The last task is about an interesting observation, which is called Zipf's law. Wikipedia writes: “Zipf's law was originally formulated in terms of quantitative linguistics, stating that given some corpus of natural language utterances, the frequency of any word is inversely proportional to its rank in the frequency table. Thus the most frequent word will occur approximately twice as often as the second most frequent word, three times as often as the third most frequent word, etc.: the rank-frequency distribution is an inverse relation.”

If this rule holds for a text, then the graph of the frequency function is a line in a coordinate system where both coordinate axes are logarithmic. The task will be to graphically check this rule for a natural text, that is, plot the frequencies in a loglog coordinate system. For testing some text samples can be found at http://sandbox.hlt.bme.hu/~gaebor/zipf/. This rule is perfectly implemented by the tokeletes.txt file in the text samples (the Hungarian word "tökéletes" means "perfect"). There are smaller files with Hungarian and larger with English text.

This time (as this is the last task) we give a big help as most of the program code is included, only the missing few lines has to be added. What to do can be figured out in the context and in the comments.

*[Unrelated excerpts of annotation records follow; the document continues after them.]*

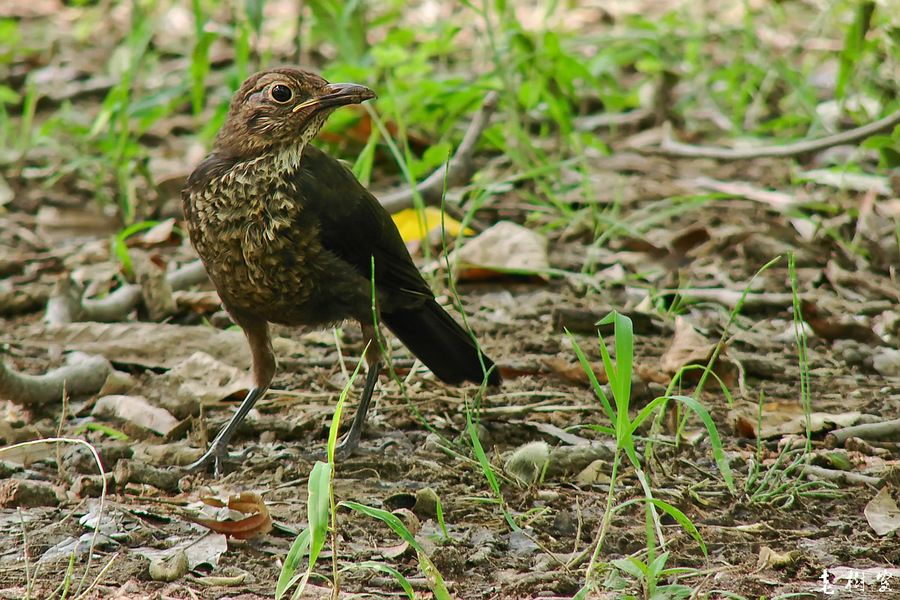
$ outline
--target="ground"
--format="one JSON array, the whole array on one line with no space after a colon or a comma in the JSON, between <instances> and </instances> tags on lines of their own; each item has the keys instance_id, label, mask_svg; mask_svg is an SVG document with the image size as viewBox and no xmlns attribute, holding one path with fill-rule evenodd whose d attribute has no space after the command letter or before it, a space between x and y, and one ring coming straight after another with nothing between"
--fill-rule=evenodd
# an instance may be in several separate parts
<instances>
[{"instance_id":1,"label":"ground","mask_svg":"<svg viewBox=\"0 0 900 600\"><path fill-rule=\"evenodd\" d=\"M197 68L208 98L191 116L196 96L184 73L198 63L196 51L190 67L185 54L194 44L185 41L195 33L190 7L74 4L0 3L8 17L0 27L13 41L2 46L0 71L8 92L0 98L0 531L13 540L0 553L0 598L274 597L292 543L314 520L308 500L322 497L310 473L324 458L338 399L349 390L346 425L361 390L361 378L350 378L362 337L353 324L276 327L278 374L239 429L227 474L176 468L197 458L247 389L243 336L192 267L179 195L236 83L229 69L242 38L216 27L244 8L210 9L208 72ZM292 7L268 3L268 26ZM537 27L520 9L523 31ZM450 9L414 3L390 16L433 29L441 10ZM584 38L634 18L589 6L560 11L555 26ZM451 12L448 19L462 18ZM775 31L754 13L757 33L786 43L777 35L802 30L807 13L797 14ZM326 16L307 15L316 23ZM741 17L721 15L722 24L752 22ZM156 29L141 38L151 22ZM104 27L115 35L100 36ZM478 31L463 28L462 41ZM369 38L393 48L378 27ZM287 60L293 40L262 52L279 60L260 58L254 43L248 60L269 64ZM336 52L343 60L353 51ZM309 48L302 54L327 63ZM135 71L121 67L138 55ZM140 80L145 104L116 95L131 89L121 85L126 77ZM506 97L492 127L477 131L486 140L467 160L478 172L448 194L451 203L462 199L451 212L472 217L472 235L450 249L435 237L410 249L439 300L462 307L504 383L445 385L389 339L397 377L382 377L360 450L335 464L333 500L393 511L420 552L383 520L342 505L332 513L326 495L334 522L307 597L331 594L336 575L341 596L402 595L395 572L417 597L440 597L429 561L450 594L466 599L571 598L579 590L684 597L665 587L675 585L711 598L889 598L900 589L897 434L840 435L900 419L900 200L884 153L864 144L873 133L889 135L896 119L831 141L827 127L811 131L810 139L825 140L817 148L757 150L806 137L790 130L760 135L746 150L721 131L710 135L716 128L704 129L702 111L679 104L692 97L691 84L661 83L670 98L635 99L646 106L621 113L603 113L591 97L574 137L528 115L534 146L524 153L497 142L510 114L526 118L505 107ZM451 111L457 125L447 139L458 142L477 121L484 93L476 91ZM379 93L393 100L391 90ZM542 102L536 111L558 117ZM438 134L384 110L386 128L408 135L421 158L417 144ZM379 196L403 187L387 144L366 146L380 123L346 112L320 143L351 161L371 152ZM885 109L854 114L858 122L843 115L831 124L852 135L893 118ZM707 150L696 155L673 135L693 135ZM573 139L581 142L553 147ZM746 156L730 156L732 148ZM543 153L553 178L522 176L516 149L520 158ZM444 158L415 164L427 171ZM506 237L516 243L487 244L481 263L448 269L447 252L483 244L492 226L509 222L517 228ZM172 278L180 268L190 273L186 283ZM628 321L620 318L615 331L598 326L612 311ZM611 378L604 344L618 369ZM625 397L615 373L629 371ZM616 435L601 395L629 415L633 431L620 422ZM638 422L646 407L649 418ZM86 445L20 445L46 438L89 442L105 480ZM648 491L656 501L649 523ZM223 524L212 499L241 494L243 514ZM179 544L187 569L173 566ZM636 570L663 552L655 572ZM169 561L151 566L160 556Z\"/></svg>"}]
</instances>

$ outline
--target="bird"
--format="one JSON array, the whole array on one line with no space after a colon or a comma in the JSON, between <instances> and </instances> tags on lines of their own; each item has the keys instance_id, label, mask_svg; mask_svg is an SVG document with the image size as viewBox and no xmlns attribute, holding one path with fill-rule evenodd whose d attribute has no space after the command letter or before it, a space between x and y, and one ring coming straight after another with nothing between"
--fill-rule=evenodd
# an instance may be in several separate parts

import matplotlib.pyplot as plt
import sys

def plot_zipf(filename):
    """
    Plot the frequencies of the words of a text
    and plot the rank-frequency function in a loglog
    coordinate system.
    """

    d = {}                                           # dictionary
    with open(filename, "r") as f:
        for line in f:
            for word in line.strip().split():        # split into words 
                word = word.strip(',.-_?! ').lower() # deleting punctuation
                #
                # count the nonempty words
                # and write the frequences into the dictionary d,
                # where the word is the KEY and the frequency is the VALUE
                #
                if word != '':
                    ........# counting the words

    #
    # plot the frequences with loglog scale 
    #
    data = ........
    plt.loglog(range(1, len(data)+1), data)
    plt.show()

    # convert the dictionary into a list of pairs, and sort by the
    # second element of the pairs and finally print the first 10 pairs
    print(sorted(d.items(), key=lambda x:x[1], reverse=True)[0:10])

def main():
    filename = sys.argv[1]
    plot_zipf(filename)

if __name__ == "__main__":
    main()

Test your program by running from terminal!

The aim of the exercise is to get to know an empirical distribution and to choose the appropriate representation,
getting to know the basics of processing natural language data and recalling the methods of dictionaries.